За счастье ощущать эти теплые доверчивые лошадиные губы в горстях можно было отдать всё, что находилось в карманах. Что она и делала.
Пока Воздвиженский не закатил скандал.
Ну вот. Своим гугнежом спугнул торговца. Который, наверное, и правда, всучивал по пятерной цене. Кто ж тут сосчитает с этими четырьмя нулями. Нули они и есть нули. Даже когда их много. Лошади, опасливо перебирая скользкие кривые клавиши краковской печатной машинки подковками (текст внятно польский), ушли прочь. Настроение испортилось. Облака сквасились. И этот набученный взгляд сбоку – нет, как будто со всех сразу боков: никуда ведь от него не спрячешься.

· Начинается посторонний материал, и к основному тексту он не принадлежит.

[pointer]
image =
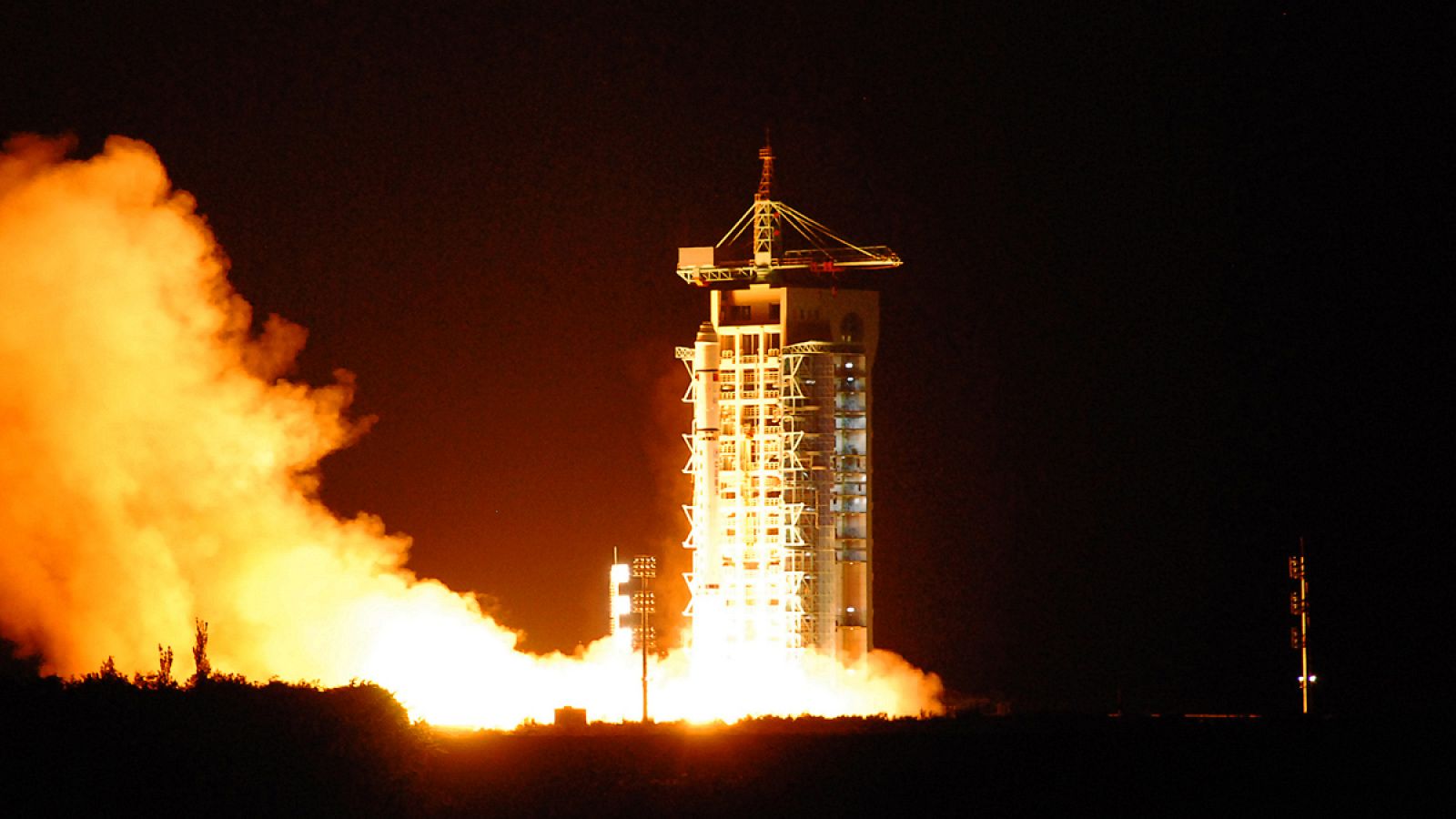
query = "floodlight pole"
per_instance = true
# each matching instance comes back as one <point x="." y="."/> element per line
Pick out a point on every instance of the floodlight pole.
<point x="1299" y="637"/>
<point x="644" y="569"/>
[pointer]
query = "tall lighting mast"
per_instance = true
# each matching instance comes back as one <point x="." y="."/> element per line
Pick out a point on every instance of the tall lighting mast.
<point x="1299" y="634"/>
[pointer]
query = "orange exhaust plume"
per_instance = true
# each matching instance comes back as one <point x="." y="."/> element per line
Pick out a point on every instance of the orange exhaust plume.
<point x="157" y="467"/>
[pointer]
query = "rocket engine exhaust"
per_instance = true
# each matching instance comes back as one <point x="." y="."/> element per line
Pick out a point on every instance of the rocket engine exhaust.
<point x="155" y="465"/>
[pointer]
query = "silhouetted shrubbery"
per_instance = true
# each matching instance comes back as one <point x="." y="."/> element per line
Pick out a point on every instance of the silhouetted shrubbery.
<point x="217" y="746"/>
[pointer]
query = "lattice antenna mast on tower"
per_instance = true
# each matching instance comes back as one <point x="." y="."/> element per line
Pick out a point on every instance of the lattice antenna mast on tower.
<point x="826" y="252"/>
<point x="764" y="216"/>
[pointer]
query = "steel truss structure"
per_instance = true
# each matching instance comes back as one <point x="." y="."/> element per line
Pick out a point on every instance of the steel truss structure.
<point x="779" y="450"/>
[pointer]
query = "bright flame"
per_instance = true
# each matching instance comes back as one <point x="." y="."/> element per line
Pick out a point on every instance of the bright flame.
<point x="157" y="468"/>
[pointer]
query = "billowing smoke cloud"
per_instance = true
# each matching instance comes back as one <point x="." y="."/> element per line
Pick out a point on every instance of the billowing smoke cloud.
<point x="157" y="467"/>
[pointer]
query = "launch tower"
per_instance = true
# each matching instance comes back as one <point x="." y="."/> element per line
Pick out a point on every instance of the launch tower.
<point x="781" y="443"/>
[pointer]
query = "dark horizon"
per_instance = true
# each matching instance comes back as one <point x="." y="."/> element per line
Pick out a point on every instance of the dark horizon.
<point x="1164" y="307"/>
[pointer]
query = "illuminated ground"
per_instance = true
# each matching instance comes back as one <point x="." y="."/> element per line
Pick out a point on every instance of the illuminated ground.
<point x="280" y="749"/>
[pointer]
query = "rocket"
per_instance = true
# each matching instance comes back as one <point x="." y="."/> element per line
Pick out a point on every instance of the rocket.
<point x="708" y="561"/>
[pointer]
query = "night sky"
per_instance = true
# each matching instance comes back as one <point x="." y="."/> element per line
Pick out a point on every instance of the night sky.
<point x="1165" y="308"/>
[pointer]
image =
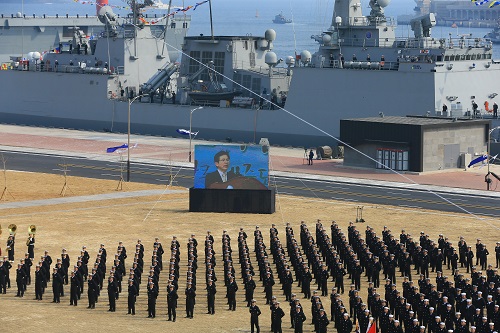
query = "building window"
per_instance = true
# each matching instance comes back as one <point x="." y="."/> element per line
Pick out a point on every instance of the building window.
<point x="394" y="159"/>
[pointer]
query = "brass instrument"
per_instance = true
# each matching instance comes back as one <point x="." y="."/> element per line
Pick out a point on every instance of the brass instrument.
<point x="12" y="229"/>
<point x="31" y="230"/>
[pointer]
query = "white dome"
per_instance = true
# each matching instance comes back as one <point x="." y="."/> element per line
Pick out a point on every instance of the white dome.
<point x="384" y="3"/>
<point x="271" y="58"/>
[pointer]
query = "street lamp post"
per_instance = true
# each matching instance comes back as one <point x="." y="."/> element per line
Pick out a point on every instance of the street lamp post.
<point x="488" y="181"/>
<point x="190" y="128"/>
<point x="130" y="101"/>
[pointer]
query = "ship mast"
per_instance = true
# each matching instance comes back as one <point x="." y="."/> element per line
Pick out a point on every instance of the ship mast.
<point x="166" y="27"/>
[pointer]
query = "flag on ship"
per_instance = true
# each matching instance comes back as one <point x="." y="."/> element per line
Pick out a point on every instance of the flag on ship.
<point x="477" y="160"/>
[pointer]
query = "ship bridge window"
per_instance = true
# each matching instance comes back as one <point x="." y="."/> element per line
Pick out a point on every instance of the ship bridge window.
<point x="206" y="57"/>
<point x="219" y="61"/>
<point x="247" y="81"/>
<point x="237" y="78"/>
<point x="194" y="62"/>
<point x="256" y="83"/>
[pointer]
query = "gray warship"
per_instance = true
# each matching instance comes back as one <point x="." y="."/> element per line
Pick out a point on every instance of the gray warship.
<point x="462" y="13"/>
<point x="360" y="69"/>
<point x="21" y="33"/>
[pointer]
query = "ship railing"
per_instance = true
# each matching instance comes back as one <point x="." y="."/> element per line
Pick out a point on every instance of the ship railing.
<point x="363" y="21"/>
<point x="366" y="65"/>
<point x="442" y="43"/>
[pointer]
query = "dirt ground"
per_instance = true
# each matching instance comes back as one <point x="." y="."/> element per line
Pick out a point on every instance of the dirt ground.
<point x="71" y="226"/>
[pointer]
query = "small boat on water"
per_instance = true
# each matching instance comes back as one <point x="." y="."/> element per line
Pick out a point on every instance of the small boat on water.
<point x="280" y="19"/>
<point x="494" y="35"/>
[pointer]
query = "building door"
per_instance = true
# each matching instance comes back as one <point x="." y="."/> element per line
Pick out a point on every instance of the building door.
<point x="451" y="156"/>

Едва они вошли в собор на Вавеле (восхитительную, многокрестую, внестильную красотищу, путающую цвета даже редких условно симметричных, вроде бы… хотя – нет, тоже нет – кривеньких частиц, – переваливаясь и припадая с золотца на приятно-нежно запудренную зеленцу куполов, пятясь, и из последних сил пытаясь не наступить на собственные пристройки-грибы-дымки), едва перемахнули через порог, как в тут же секунду, будто в издевку над бедным Воздвиженским, грянул свадебный вальс.
– Вот это ловко! – засмеялась Елена, глядя на смутившегося спутника. – Вальс Магитсона!

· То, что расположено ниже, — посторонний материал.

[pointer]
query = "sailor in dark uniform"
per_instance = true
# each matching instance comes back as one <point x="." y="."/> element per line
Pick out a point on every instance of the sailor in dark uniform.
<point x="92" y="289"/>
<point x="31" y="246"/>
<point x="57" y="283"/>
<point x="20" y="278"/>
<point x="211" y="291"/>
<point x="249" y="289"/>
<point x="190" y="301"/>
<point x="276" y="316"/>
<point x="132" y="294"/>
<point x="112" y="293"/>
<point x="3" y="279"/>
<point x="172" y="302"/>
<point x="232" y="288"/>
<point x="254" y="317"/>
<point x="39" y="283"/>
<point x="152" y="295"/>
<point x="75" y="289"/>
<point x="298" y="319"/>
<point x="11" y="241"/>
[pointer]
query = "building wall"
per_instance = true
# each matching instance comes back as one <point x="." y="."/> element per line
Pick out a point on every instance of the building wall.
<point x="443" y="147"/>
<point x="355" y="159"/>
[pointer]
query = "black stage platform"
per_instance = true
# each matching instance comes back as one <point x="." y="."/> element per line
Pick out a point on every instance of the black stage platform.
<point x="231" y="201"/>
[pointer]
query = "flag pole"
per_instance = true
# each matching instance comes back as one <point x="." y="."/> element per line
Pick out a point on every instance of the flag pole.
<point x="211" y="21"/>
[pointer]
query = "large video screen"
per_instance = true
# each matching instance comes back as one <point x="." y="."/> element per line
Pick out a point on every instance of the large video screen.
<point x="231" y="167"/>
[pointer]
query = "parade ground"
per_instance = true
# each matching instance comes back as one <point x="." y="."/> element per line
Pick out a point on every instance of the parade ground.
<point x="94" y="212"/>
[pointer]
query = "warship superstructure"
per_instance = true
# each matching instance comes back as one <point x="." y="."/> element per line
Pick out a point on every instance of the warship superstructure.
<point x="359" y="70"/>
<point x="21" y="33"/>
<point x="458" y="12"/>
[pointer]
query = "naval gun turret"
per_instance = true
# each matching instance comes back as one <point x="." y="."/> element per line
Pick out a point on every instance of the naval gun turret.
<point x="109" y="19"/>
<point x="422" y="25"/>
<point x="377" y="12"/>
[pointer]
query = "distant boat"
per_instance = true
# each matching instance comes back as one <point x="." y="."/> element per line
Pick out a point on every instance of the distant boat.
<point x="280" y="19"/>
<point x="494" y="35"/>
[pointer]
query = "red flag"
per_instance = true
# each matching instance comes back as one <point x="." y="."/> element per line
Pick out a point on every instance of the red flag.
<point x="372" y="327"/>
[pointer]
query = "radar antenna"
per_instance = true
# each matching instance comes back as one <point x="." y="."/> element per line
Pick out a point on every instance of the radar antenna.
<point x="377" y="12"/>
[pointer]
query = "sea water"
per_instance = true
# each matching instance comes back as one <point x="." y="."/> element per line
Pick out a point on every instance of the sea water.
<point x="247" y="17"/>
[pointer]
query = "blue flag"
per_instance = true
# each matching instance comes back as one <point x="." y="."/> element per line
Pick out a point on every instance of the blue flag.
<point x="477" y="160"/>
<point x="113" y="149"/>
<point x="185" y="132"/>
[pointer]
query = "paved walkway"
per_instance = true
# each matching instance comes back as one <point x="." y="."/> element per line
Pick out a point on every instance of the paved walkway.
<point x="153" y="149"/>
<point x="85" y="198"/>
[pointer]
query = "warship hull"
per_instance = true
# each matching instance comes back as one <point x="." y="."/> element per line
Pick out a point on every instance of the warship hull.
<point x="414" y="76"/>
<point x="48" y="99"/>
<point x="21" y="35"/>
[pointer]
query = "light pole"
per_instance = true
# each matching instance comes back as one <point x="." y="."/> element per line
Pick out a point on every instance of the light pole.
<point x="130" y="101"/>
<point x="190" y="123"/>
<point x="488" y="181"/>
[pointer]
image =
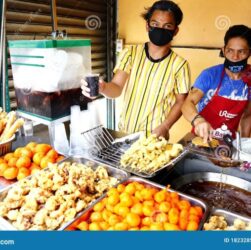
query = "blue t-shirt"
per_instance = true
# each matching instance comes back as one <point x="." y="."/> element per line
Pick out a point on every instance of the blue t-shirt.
<point x="209" y="80"/>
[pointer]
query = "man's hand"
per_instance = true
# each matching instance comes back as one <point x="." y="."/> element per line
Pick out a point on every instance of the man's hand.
<point x="161" y="130"/>
<point x="86" y="89"/>
<point x="203" y="129"/>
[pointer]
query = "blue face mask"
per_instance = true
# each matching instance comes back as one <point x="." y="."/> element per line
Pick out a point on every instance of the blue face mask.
<point x="235" y="67"/>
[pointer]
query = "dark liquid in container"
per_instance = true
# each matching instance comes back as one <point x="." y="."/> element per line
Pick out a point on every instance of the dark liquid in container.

– Какого Магитсона? Какого-такого Магитсона?! Что ты ер-у-н-ду городишь! – пробунчал Воздвиженский. – Пошли, пошли скорей отсюда! Вон же они уже входят! – стал дергать он ее, нервно оглядываясь на крыльцо – на которое уже и правда вплывала пара молодоженов со всей нарядной свадебной процессией.
– Нет, я хочу посмотреть! Я никогда не видела настоящего церковного венчания! Иди куда хочешь.
Воздвиженский никуда не ушел, а поплелся за ней; но, со злостью, сел даже не рядом с ней, а на скамейку прямо сзади нее.
Ангелы в розовых пинетках и фламинговом оперенье едва тащили тяжелый пятиметровый подол платья. Зарюменное декольте чуть прикрывалось беллетристикой фаты. Пингвин настырно нырял в айсбергах рядом.
Воздвиженский сзади принялся от скуки мерно отстукивать пальцем по деревянной спинке ее скамейки, отбивая какой-то противный, ничему происходящему не соответствующий, такт.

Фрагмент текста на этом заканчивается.